Writing isn’t brain surgery, but it’s rare when someone adept at the latter is also so accomplished at the former. Searching for meaning and purpose in his life, Kalanithi pursued a doctorate in literature and had felt certain that he wouldn’t enter the field of medicine, in which his father and other members of his family excelled. “But I couldn’t let go of the question,” he writes, after realizing that his goals “didn’t quite fit in an English department.” “Where did biology, morality, literature and philosophy intersect?” So he decided to set aside his doctoral dissertation and belatedly prepare for medical school, which “would allow me a chance to find answers that are not in books, to find a different sort of sublime, to forge relationships with the suffering, and to keep following the question of what makes human life meaningful, even in the face of death and decay.” The author’s empathy undoubtedly made him an exceptional doctor, and the precision of his prose—as well as the moral purpose underscoring it—suggests that he could have written a good book on any subject he chose.

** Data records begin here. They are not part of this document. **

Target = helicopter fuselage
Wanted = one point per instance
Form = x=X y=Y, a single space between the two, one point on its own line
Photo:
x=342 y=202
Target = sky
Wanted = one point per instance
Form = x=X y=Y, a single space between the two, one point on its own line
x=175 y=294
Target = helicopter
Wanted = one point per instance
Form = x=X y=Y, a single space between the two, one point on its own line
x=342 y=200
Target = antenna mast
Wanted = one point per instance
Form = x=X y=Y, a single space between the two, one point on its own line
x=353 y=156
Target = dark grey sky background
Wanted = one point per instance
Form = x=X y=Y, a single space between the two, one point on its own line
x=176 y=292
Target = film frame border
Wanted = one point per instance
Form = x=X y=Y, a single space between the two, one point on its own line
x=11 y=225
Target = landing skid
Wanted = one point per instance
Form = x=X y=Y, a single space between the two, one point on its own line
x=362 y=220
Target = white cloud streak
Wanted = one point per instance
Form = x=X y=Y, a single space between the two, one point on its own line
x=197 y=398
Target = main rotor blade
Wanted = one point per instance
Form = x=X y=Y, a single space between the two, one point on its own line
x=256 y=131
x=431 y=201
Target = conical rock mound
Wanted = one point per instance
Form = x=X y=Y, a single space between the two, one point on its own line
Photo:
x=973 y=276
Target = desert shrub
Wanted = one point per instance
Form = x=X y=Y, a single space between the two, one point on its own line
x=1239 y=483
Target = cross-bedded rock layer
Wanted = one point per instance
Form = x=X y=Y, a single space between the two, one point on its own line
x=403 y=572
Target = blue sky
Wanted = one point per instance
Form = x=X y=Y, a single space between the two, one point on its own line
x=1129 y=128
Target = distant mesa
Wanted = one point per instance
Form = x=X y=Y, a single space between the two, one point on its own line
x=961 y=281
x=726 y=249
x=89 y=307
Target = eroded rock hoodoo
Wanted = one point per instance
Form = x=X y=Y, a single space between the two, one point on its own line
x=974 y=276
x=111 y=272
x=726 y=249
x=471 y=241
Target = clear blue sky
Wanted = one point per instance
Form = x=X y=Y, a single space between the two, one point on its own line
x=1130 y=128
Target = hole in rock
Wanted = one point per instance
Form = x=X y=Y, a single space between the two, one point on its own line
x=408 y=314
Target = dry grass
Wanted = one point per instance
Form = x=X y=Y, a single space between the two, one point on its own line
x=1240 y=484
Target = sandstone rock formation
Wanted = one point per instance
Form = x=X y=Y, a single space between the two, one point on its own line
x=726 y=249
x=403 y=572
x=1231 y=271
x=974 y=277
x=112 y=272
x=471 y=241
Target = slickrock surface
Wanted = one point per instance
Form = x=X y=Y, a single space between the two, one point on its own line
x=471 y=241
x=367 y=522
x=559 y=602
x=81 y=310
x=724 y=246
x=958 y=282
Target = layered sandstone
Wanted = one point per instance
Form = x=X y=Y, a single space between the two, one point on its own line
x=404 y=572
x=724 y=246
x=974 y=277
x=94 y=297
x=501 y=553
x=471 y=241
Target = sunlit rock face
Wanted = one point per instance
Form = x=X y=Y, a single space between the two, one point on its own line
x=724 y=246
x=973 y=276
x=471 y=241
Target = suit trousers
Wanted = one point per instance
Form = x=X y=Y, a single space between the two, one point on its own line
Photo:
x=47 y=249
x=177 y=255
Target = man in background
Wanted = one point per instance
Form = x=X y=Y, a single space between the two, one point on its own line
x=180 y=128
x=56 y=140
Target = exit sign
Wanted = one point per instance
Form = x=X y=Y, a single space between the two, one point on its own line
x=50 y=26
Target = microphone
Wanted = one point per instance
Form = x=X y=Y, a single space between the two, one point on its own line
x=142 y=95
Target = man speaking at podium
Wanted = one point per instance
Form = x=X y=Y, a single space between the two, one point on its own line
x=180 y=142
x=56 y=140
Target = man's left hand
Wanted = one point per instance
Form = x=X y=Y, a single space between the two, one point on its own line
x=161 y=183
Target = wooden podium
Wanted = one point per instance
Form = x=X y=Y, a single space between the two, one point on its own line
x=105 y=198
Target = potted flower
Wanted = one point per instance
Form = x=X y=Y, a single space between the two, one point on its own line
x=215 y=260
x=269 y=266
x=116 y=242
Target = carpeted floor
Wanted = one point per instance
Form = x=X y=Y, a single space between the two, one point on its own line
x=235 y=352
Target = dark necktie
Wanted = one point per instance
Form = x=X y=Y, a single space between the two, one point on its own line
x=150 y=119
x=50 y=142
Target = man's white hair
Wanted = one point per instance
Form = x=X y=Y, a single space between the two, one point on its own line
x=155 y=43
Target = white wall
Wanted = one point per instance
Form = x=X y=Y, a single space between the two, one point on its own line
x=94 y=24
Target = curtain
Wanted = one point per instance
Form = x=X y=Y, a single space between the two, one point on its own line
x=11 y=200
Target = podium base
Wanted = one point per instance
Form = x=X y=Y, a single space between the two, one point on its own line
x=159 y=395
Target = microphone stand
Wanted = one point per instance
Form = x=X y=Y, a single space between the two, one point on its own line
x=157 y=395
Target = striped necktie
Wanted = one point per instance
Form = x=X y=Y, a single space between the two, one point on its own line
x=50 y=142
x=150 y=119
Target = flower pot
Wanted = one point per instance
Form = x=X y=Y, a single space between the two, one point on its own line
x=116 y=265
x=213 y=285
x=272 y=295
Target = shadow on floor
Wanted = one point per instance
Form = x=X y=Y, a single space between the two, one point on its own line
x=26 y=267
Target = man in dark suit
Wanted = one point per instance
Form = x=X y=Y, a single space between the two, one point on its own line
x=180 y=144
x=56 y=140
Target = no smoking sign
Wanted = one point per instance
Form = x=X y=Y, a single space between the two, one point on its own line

Part of what makes this book so essential is the fact that it was written under a death sentence following the diagnosis that upended his life, just as he was preparing to end his residency and attract offers at the top of his profession. Kalanithi learned he might have 10 years to live or perhaps five. Should he return to neurosurgery (he could and did), or should he write (he also did)? Should he and his wife have a baby? They did, eight months before he died, which was less than two years after the original diagnosis. “The fact of death is unsettling,” he understates. “Yet there is no other way to live.”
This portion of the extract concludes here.